Claiming voter suppression, Abrams has never conceded defeat, so she has been an “election denier” twice as long as Donald Trump.
But denying a winner’s legitimacy has become a Democratic tradition. Hillary Clinton said there were “many legitimate questions” about election “integrity” in 2005, when 31 House Democrats voted to make John Kerry president by denying President George W. Bush the 20 electoral votes of Ohio, which Bush carried by more than 118,000 votes. Clinton called the 2016 election “stolen,” and then-Sen. Kamala Harris, when an interviewer said Trump “didn’t really win” in 2016, responded “you are absolutely right.”
After 2018, Abrams considered running for the Senate and hoped to be Joe Biden’s running mate, but decided on a rematch in this formerly red, increasingly purple state. Georgia – closely divided, increasingly urban, a smorgasbord of ethnicities – mirrors the nation. If Florida becomes as red as Ohio has, Georgia will be the second-largest swing state, after Pennsylvania.

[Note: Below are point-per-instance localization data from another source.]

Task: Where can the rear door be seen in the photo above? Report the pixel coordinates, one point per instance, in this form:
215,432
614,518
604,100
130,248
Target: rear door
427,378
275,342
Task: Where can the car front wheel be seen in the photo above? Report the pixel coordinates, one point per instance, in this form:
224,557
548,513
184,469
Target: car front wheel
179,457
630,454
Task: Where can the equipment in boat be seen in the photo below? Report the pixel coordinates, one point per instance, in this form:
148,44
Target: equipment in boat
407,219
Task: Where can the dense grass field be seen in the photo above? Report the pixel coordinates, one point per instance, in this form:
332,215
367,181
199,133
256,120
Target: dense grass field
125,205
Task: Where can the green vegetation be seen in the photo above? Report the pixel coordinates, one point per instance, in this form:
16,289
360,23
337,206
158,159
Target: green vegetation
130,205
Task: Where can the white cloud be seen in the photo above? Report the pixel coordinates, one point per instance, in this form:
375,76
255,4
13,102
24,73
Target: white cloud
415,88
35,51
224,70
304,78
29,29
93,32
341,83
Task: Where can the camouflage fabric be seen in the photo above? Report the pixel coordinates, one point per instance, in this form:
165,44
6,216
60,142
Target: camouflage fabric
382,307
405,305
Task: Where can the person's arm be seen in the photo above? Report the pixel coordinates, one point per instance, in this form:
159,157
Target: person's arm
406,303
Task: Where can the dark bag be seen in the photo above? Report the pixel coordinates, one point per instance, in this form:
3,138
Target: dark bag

It is 32% Black (the third-highest percentage of any state) and has the second-lowest percentage of Whites (after Maryland) among states east of the Mississippi.

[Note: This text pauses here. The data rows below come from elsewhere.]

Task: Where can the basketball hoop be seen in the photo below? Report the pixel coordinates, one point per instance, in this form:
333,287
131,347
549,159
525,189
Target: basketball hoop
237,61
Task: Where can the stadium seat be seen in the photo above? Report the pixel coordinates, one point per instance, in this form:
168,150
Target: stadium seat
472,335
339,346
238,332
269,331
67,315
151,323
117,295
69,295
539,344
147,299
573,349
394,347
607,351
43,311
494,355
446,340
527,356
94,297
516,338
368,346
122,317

Imitation is flattery, and Kemp’s campaign hopes to emulate Abrams’s success in mobilizing “low-propensity” voters – those who need to be nudged to the polls. Such retail politics was essential to Biden’s wafer-thin (by 11,000 votes out of 4.9 million cast) 2020 victory in Georgia.

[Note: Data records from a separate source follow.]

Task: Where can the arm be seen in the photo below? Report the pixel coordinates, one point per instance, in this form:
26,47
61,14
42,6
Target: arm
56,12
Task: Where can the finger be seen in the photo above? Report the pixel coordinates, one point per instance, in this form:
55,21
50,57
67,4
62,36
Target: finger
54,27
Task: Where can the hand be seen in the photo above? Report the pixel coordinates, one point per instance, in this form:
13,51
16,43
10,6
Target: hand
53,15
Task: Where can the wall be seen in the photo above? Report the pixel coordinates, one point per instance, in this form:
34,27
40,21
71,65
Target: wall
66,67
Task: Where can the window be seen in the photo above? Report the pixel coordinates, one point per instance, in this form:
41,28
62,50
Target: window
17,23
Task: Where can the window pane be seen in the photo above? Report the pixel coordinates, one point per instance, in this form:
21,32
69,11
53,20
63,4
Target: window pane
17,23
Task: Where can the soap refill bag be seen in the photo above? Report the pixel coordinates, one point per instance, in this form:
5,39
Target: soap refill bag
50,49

Kemp’s campaign is spending millions to send people down country roads and into Georgia’s mountains to locate and motivate persons whose interest in elections evaporates when Trump is not on the ballot.
Trump, who campaigned for Kemp in 2018, has been in a towering rage since 2020 because Kemp refuses to say that his state’s election was rife with fraud. Fickle Trump now calls Kemp “a turncoat, a coward, and a complete and total disaster.” Complete and total.
Seeking vengeance, Trump inveigled former senator David Perdue (who lost his seat because Trump depressed Republican turnout with his depressing talk about rigged elections) into a primary challenge to Kemp. The Republican Governors Association, in a departure from previous policy, intervened in the primary to support Kemp, who shellacked Perdue by 51.9 points.
Regarding Trump, Kemp has adopted an emollient tactic: Do not take his bait; talk about him rarely. Kemp says voters rarely express interest in Trump’s only interest, the 2020 vote.
Abrams had the wind at her back in 2018, with an uncongenial president from the other party. Today, she is buffeted by headwinds from her own party’s unpopular president.
In 2018, she campaigned on familiar policy issues (e.g., Medicaid expansion) and having cooperated with a Republican governor, Nathan Deal. This year, playing nicely with others is not mood music for her rematch against someone she says stole the 2018 election.
Georgia’s “heartbeat” bill forbids abortion after six weeks gestation (except in cases of rape, incest, a “medically futile pregnancy” or to save the mother’s life). Experts differ: Should what is audible at six weeks, when the heart begins to develop, be termed a “heartbeat” or “cardiac activity”? Abrams’ anger management problem is: She calls what is heard at six weeks “a manufactured sound designed to convince people that men have the right to take control of a woman’s body.”
Progressives nationwide adore and generously finance her, but her grievance politics might have grated on Georgians when Abrams said she is “tired of hearing about being the best state in the country to do business when we are the worst state in the country to live.”
Kemp’s contrasting placidity conceals an urgency even though he has led Abrams by about five percentage points all year, which their recent debate probably did not alter. He thinks that if Republicans cannot elect Georgia’s governor this year, they are not apt to win the state, or the presidency, two years hence.